I retrived many cabls and cutters that people have lost in lines. And I did it all with out a camera.


----------



## johnlewismcleod (Apr 6, 2012)

I retrieved a set of keys that got flushed into plastic lines. The keys were 70' from the bathroom (eight stall Ladies Room) when I finally got onsite.

Without a camera I'd have had no chance at all, heh.

I impressed myself when I snagged them and brought them out. My new sissy K-50 earned it's stripes that evening :thumbsup:


----------



## AssTyme (May 15, 2010)

johnlewismcleod said:


> I retrieved a set of keys that got flushed into plastic lines. The keys were 70' from the bathroom (eight stall Ladies Room) when I finally got onsite.
> 
> Without a camera I'd have had no chance at all, heh.
> 
> I impressed myself when I snagged them and brought them out. My new sissy K-50 earned it's stripes that evening :thumbsup:




Did you snag them with the "reverse auger" ???


----------



## johnlewismcleod (Apr 6, 2012)

AssTyme said:


> Did you snag them with the "reverse auger" ???



Ridgid 63010 3" Funnel auger


----------



## DesertOkie (Jul 15, 2011)

He needs a hook. 

What are pigtail blades?


----------



## damnplumber (Jan 22, 2012)

*Bingo!*



johnlewismcleod said:


> Ridgid 63010 3" Funnel auger


No camera needed just use a retriever, quit messin' around and get back to work


----------



## gitnerdun (Nov 5, 2008)

I ziptied a magnet to the camera once to get a cutter blade out of CI. Easier than expected.


----------



## ChrisConnor (Dec 31, 2009)

gitnerdun said:


> I ziptied a magnet to the camera once to get a cutter blade out of CI. Easier than expected.


The magnet didn't interfere with the camera reception?


----------



## johnlewismcleod (Apr 6, 2012)

damnplumber said:


> No camera needed just use a retriever, quit messin' around and get back to work


You must have missed the part about the keys being 70+ feet down the line.
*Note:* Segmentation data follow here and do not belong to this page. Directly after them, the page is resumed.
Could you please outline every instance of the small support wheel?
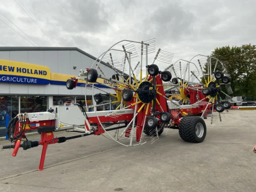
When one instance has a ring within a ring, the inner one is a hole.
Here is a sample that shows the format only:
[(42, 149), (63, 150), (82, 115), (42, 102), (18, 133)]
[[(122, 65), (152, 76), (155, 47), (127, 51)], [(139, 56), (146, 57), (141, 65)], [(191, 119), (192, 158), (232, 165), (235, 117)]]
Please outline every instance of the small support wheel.
[(168, 123), (171, 120), (171, 115), (167, 112), (163, 112), (160, 115), (160, 120), (163, 123)]
[(206, 96), (210, 95), (212, 89), (211, 89), (210, 87), (206, 87), (206, 88), (203, 89), (202, 91), (202, 93)]
[(168, 82), (172, 79), (172, 74), (170, 71), (163, 71), (162, 72), (161, 78), (163, 81)]
[(221, 79), (221, 81), (225, 84), (227, 84), (229, 83), (231, 80), (230, 78), (228, 76), (224, 76), (222, 77), (222, 79)]
[(133, 96), (133, 92), (130, 89), (125, 89), (123, 91), (122, 96), (124, 101), (131, 101)]
[(178, 79), (175, 77), (172, 80), (172, 82), (174, 84), (178, 84), (179, 82), (178, 80)]
[(100, 93), (95, 94), (94, 100), (97, 104), (101, 103), (102, 101), (102, 96)]
[(72, 79), (68, 79), (66, 82), (66, 86), (68, 89), (73, 89), (75, 86), (75, 82)]
[(158, 66), (155, 64), (148, 66), (148, 72), (151, 76), (155, 76), (159, 72)]
[(87, 72), (87, 80), (90, 83), (95, 83), (98, 78), (98, 72), (95, 69), (91, 68)]
[(218, 71), (214, 73), (216, 79), (220, 79), (224, 76), (224, 74), (222, 71)]
[(216, 111), (217, 112), (221, 113), (225, 110), (225, 107), (223, 105), (219, 103), (215, 105), (215, 110), (216, 110)]
[(223, 102), (223, 106), (226, 109), (228, 109), (231, 107), (231, 103), (229, 101), (224, 101)]
[(182, 118), (179, 126), (180, 136), (184, 141), (192, 143), (202, 142), (206, 135), (206, 126), (199, 117)]
[(155, 117), (149, 117), (148, 118), (146, 126), (149, 129), (155, 129), (157, 127), (158, 121)]

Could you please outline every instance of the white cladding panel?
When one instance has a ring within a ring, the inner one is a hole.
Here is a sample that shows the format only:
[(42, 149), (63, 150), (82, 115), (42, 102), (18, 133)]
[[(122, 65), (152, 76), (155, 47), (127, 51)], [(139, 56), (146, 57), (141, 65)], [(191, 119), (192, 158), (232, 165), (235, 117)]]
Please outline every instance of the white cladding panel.
[[(94, 62), (94, 59), (76, 50), (0, 51), (0, 59), (46, 66), (50, 68), (52, 73), (69, 74), (71, 76), (78, 75), (81, 68), (90, 68)], [(73, 66), (76, 67), (76, 68), (74, 69)], [(113, 70), (102, 64), (100, 67), (107, 77), (111, 77), (114, 74)], [(80, 96), (84, 95), (84, 89), (83, 87), (77, 87), (75, 89), (70, 90), (63, 85), (0, 83), (0, 94)], [(111, 89), (102, 89), (115, 93)], [(100, 92), (95, 89), (94, 93)], [(92, 95), (91, 90), (87, 90), (86, 94)]]

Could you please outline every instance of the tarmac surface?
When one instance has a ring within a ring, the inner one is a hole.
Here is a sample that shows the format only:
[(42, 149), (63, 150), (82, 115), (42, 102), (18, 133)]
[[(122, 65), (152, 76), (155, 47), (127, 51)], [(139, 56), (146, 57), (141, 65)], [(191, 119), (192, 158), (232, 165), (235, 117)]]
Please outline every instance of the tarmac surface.
[[(1, 150), (0, 192), (255, 192), (256, 111), (230, 110), (222, 120), (205, 120), (206, 136), (199, 144), (170, 129), (152, 144), (148, 139), (126, 147), (92, 135), (49, 145), (41, 171), (42, 146), (20, 148), (15, 157), (12, 149)], [(0, 141), (0, 147), (8, 144)]]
I'd be amused to watch someone try to retrieve _that_ blind :laughing:


----------



## gitnerdun (Nov 5, 2008)

ChrisConnor said:


> The magnet didn't interfere with the camera reception?
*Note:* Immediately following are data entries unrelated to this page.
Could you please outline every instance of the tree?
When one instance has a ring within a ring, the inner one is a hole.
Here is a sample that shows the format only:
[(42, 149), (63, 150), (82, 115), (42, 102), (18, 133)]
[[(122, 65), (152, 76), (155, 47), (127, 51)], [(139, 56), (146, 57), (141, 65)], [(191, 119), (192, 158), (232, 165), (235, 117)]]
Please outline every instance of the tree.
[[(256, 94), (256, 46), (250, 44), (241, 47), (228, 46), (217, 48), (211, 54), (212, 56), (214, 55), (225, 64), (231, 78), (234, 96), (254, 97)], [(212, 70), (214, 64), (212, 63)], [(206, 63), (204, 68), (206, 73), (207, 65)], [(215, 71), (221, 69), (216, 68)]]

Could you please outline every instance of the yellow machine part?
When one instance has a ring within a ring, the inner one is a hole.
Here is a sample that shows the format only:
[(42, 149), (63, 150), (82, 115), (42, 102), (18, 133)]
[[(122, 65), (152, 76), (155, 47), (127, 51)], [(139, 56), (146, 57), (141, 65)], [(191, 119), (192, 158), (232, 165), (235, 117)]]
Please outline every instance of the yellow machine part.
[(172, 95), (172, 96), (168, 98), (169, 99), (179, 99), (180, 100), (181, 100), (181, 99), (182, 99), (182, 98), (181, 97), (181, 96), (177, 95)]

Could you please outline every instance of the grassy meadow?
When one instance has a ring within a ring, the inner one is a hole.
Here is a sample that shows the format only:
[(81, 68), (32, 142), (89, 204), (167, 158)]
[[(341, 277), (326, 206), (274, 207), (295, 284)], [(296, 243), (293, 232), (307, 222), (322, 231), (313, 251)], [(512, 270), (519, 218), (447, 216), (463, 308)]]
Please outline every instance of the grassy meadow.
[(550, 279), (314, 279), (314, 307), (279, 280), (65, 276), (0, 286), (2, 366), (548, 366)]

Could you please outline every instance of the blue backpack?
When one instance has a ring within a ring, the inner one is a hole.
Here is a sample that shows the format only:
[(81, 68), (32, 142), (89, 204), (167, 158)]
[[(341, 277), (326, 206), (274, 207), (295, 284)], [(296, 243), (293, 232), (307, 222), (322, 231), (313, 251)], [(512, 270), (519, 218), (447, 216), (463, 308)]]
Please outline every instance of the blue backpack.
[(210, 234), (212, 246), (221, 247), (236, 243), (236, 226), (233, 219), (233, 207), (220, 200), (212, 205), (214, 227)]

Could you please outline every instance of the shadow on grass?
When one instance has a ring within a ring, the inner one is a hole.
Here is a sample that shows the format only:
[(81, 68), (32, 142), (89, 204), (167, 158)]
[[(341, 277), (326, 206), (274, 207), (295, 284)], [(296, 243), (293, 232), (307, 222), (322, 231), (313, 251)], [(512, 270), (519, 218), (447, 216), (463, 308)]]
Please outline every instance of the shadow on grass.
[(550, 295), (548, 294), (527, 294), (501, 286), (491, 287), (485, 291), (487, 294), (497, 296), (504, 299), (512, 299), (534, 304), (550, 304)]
NO, camera worked as normal. It was one of those telescopic strong magnets.

I had a customer who wanted a "stalagtite" removed from a pipelining job (done by others) removed. I've wondered about a cordless dremel type tool attached to the camera for that.....hmmmm

Doctors have something like that, right?


----------



## ChrisConnor (Dec 31, 2009)

gitnerdun said:


> NO, camera worked as normal. It was one of those telescopic strong magnets.
> 
> I had a customer who wanted a "stalagtite" removed from a pipelining job (done by others) removed. I've wondered about a cordless dremel type tool attached to the camera for that.....hmmmm
> 
> Doctors have something like that, right?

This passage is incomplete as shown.